Лада встретила меня настороженно. На личике ее уже не было и намека на недавние слезы, но глаза смотрели на меня с опаской… и какой-то беззащитностью, что ли? Черт! И как с ней разговаривать? Как с ребенком, что ли: «Скажи дяде, кто тебя обидел, он их в бараний рог свернет…» Бред.

– Ну с чего же ты, красавица, так плакала? Кто тебя огорчил? – не вынес я воцарившейся в кабинете тишины.

– Никто, – тихо проговорила Лада и вдруг разрыдалась… снова. А мне что делать?!

Я подошел к плачущей девушке и тихонько обнял ее за плечи. Лада тут же уткнулась носиком мне в плечо и что-то забормотала сквозь непрекращающиеся всхлипывания. Минут через пять до меня начало доходить, в чем дело: моя замечательная экономка узнала о хольмганге и почему-то решила, что мне его не пережить… Дела-а. И как это понимать?

Я осторожно погладил Ладу по голове и, пытаясь ее успокоить, понес какую-ту бессвязную чушь… А что делать, если меня, как и большинство мужиков, женские слезы приводят в заторможенное состояние.

Так мы и сидели с Ладой в обнимку на диване, пока я не понял, что всхлипы прекратились, сменившись тихим сонным посапыванием… Во дает барышня! Пригрелась и уснула… Стараясь не разбудить девушку, я поднял ее на руки и отправился в комнату при въезде в дом, выбранную ею в качестве спальни. Надо было видеть круглые от удивления глаза Лейфа, когда я прошкандыбал мимо него с сестрой «наперевес».

Уложив так и не проснувшуюся Ладу на кровать и укрыв ее покрывалом, я тихо вышел из комнаты и почти бегом направился обратно в кабинет. Время действительно позднее, а у меня еще есть один немаловажный вопрос к Лейфу как человеку, выросшему среди ушкуйников, а значит, разбирающемуся в оружии.

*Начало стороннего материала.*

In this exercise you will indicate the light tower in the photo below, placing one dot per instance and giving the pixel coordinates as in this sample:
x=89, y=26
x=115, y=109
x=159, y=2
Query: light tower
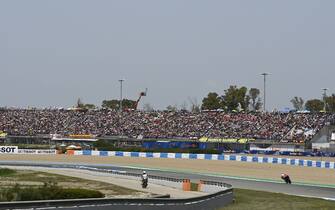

– Да ну, Виталий Родионович, то не беда. Найдем что требуется. В столичных-то лавках, конечно, вряд ли удастся заказать что-то подобное. А вот на Старой Ладоге можно и поспрошать. Но даже если там никто и не торгует такими странностями, то ведь местные кузнецы там такие, что на заказ хоть ушкуй откуют. Правда, и стоит их работа не копейки. – Нервничающий Лейф (еще бы он не нервничал, после того как увидел мои занятия по переноске тяжестей. Хотя какая в Ладе тяжесть? Пятьдесят, максимум пятьдесят пять килограмм) отмахнулся от моих сомнений по поводу возможности найти в Хольмграде нужный мне инструмент. – Завтра же съезжу, коли вы мне хоть рисунок-набросок дадите, что вам требуется. За день и обернусь.

– Вот и договорились. Рисунок с утра возьмешь здесь же, он вместе с деньгами будет лежать на столе. А коли будешь заказывать инструменты у кузнецов, не забудь сказать, что работа сия должна быть исполнена в три дня, считая день заказа. Не позже.

– Ох и дорого же запросят кузнецы за такую работу, – вздохнул Лейф.

– Так мне ведь дамаск или булат ни к чему, – пожал я плечами. – Но и самоварным железом я не обойдусь. Посему денег за скорость не жалей, но и не раскидывайся ими без дела. И не забудь, мне нужно, чтобы их было две и они ничем друг от друга не отличались. Ясно?

– Понял. Все исполню, Виталий Родионович, – кивнул Лейф и, замявшись, спросил уже от самых дверей: – А что Лада сказала?

– Да ничего не сказала, – поморщился я. – Проплакала у меня на плече с полчаса, да и уснула.

– Вон оно как… – покачал головой Лейф. – Ну да ладно. Покойной ночи, Виталий Родионович.